Construction accidents a common risk in New York

On Behalf of | Jun 23, 2013 | Construction Accidents

As the American population continues to expand, we face a need to constantly improve and extend our living areas. As a result, the construction industry thrives, in New York and across the nation. Whether constructing housing, roads or commercial structures, the sight of an ongoing construction project is familiar to all Americans. Unfortunately, construction accidents are also common, and can result in serious injury or even death to those who work within this vital industry.

A recent accident in Queens underscores the risks that construction workers face on a daily basis. A man was working in or near a 25-foot trench in Queens, New York when he became stuck in the mud at the bottom of the hole. It is unclear what type of accident led to the eventual need for emergency assistance.

Firefighters and other responders flooded the scene, and worked rapidly for over two hours to rescue a worker who was trapped in mud up to his waist. In addition to human labor, the rescue effort included access to backhoes, ropes and cranes. In the end, the construction worker was extricated from the trench and rushed to a local hospital, where he is listed in stable condition as of the time of this report.

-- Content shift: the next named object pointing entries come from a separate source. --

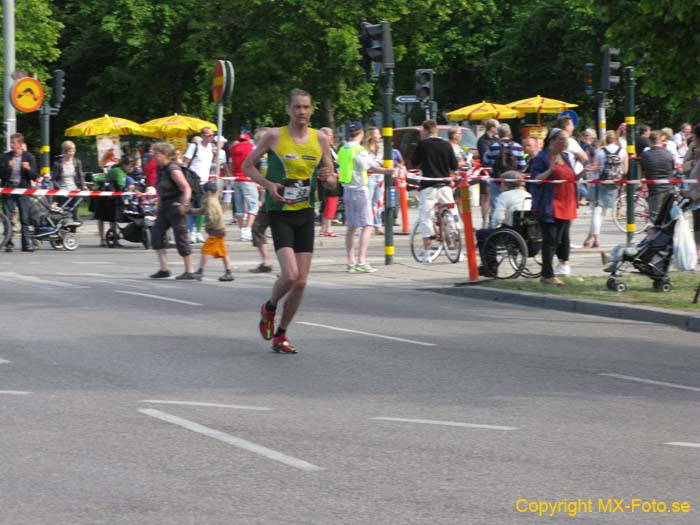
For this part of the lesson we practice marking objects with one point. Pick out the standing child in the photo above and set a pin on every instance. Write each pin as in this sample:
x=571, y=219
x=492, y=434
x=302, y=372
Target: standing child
x=214, y=226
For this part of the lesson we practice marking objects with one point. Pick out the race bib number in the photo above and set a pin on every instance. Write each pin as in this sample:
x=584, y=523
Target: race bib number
x=296, y=191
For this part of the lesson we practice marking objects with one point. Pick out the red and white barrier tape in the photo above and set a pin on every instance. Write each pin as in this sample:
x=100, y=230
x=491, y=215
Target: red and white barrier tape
x=65, y=193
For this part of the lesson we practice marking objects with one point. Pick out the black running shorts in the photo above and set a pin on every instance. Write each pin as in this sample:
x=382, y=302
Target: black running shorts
x=293, y=229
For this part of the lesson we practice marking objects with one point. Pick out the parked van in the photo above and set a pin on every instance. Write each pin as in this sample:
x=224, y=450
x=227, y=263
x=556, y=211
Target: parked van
x=406, y=140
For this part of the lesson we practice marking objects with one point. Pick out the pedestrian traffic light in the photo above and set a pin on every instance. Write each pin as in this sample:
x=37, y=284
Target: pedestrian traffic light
x=58, y=91
x=424, y=84
x=375, y=46
x=610, y=68
x=589, y=79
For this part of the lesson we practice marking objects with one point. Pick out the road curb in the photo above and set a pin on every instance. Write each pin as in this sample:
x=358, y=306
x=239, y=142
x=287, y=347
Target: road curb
x=649, y=314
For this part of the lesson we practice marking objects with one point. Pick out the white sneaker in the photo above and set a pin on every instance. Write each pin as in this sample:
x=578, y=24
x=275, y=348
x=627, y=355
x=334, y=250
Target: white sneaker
x=562, y=270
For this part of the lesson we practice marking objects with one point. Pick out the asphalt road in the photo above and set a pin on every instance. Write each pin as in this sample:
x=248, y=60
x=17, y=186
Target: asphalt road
x=126, y=400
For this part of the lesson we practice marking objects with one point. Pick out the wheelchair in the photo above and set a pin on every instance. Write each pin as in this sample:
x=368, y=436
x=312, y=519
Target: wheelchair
x=508, y=253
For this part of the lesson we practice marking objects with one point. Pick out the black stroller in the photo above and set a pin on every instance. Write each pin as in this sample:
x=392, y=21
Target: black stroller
x=652, y=256
x=53, y=223
x=134, y=221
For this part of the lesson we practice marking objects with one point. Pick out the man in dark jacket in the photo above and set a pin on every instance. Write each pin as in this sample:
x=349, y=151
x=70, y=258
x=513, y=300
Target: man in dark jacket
x=657, y=163
x=18, y=170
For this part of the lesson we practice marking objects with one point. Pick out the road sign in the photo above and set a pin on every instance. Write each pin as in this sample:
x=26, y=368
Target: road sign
x=407, y=99
x=27, y=95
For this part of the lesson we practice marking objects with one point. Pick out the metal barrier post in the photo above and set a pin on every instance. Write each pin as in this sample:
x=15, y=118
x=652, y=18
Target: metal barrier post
x=469, y=244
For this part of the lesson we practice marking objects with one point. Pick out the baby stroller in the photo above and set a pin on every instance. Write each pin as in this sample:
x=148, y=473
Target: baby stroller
x=652, y=256
x=53, y=223
x=135, y=216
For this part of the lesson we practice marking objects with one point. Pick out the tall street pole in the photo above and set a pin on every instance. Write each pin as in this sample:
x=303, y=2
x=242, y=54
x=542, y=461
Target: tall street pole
x=632, y=174
x=8, y=56
x=389, y=190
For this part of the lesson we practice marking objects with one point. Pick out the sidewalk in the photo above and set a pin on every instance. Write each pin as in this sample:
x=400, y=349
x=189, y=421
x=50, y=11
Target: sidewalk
x=453, y=279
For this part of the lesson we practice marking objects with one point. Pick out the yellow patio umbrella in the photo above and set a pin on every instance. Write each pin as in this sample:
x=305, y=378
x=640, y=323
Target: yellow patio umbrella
x=484, y=110
x=105, y=126
x=176, y=125
x=539, y=105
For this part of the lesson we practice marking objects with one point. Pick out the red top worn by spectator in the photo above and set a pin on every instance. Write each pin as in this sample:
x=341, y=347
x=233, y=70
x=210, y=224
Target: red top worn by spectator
x=564, y=206
x=149, y=170
x=238, y=153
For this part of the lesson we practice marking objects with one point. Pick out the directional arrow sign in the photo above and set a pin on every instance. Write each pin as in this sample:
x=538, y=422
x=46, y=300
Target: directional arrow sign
x=407, y=99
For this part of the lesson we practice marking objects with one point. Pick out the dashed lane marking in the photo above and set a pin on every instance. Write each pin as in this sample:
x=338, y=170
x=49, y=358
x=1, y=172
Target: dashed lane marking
x=159, y=297
x=232, y=440
x=201, y=404
x=421, y=343
x=444, y=423
x=683, y=444
x=652, y=382
x=30, y=279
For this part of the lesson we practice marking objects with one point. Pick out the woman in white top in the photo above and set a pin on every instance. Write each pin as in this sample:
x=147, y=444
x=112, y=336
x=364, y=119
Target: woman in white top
x=68, y=172
x=603, y=196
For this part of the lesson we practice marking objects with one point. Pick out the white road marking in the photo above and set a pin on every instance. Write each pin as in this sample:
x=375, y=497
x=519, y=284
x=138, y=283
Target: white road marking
x=30, y=279
x=14, y=392
x=683, y=444
x=159, y=297
x=367, y=333
x=232, y=440
x=652, y=382
x=444, y=423
x=199, y=404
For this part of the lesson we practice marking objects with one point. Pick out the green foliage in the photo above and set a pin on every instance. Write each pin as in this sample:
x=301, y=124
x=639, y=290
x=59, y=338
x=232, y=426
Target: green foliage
x=147, y=58
x=660, y=39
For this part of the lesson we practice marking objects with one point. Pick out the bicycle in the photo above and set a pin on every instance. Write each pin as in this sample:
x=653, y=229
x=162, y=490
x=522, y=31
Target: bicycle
x=5, y=230
x=446, y=236
x=641, y=209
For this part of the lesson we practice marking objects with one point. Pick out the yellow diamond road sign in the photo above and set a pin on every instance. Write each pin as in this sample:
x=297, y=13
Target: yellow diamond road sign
x=27, y=95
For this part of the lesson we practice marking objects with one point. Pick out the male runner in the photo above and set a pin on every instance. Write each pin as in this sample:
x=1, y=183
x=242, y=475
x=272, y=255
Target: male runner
x=298, y=157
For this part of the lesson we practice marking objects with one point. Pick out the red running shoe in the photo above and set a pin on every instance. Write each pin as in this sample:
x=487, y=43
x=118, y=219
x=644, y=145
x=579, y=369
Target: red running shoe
x=282, y=345
x=267, y=322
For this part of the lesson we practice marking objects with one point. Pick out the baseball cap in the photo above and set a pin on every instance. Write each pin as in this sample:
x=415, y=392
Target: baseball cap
x=354, y=126
x=209, y=187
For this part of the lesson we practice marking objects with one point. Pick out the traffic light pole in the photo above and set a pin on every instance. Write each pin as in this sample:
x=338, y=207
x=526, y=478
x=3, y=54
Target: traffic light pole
x=632, y=174
x=602, y=125
x=388, y=133
x=45, y=114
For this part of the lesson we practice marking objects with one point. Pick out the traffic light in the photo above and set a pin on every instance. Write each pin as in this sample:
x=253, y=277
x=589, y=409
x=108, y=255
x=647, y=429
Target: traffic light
x=424, y=84
x=375, y=46
x=58, y=91
x=610, y=68
x=589, y=79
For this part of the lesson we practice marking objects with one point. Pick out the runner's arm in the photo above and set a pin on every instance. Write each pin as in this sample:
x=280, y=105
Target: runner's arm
x=267, y=143
x=324, y=174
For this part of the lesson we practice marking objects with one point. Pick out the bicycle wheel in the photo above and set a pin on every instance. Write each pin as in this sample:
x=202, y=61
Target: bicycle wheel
x=641, y=213
x=505, y=253
x=5, y=230
x=417, y=246
x=451, y=236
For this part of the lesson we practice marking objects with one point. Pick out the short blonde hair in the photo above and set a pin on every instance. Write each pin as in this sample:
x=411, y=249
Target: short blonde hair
x=66, y=145
x=166, y=149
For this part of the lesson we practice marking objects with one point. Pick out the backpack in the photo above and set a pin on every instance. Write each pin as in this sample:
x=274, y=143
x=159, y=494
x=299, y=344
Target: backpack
x=613, y=165
x=195, y=186
x=506, y=160
x=346, y=158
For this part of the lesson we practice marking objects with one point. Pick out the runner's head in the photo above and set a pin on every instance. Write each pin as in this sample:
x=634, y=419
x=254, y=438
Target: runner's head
x=299, y=107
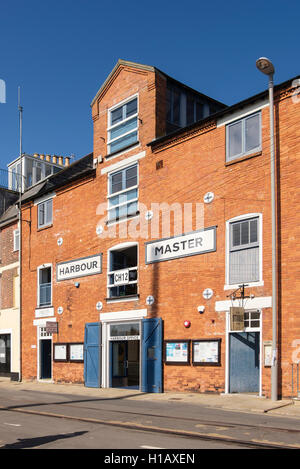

Construction accidents are a reality within the industry, and workers are aware of the dangers implied in their chosen field of employment. In the majority of cases, employers make every effort to ensure the safety of their workers. However, there are instances in which these obligations are not adequately addressed. The cause of this particular accident has not yet been determined, although is reported that the site in question has at least four open violations. When a worker is injured due to negligence on the part of management, there are avenues of legal recourse available.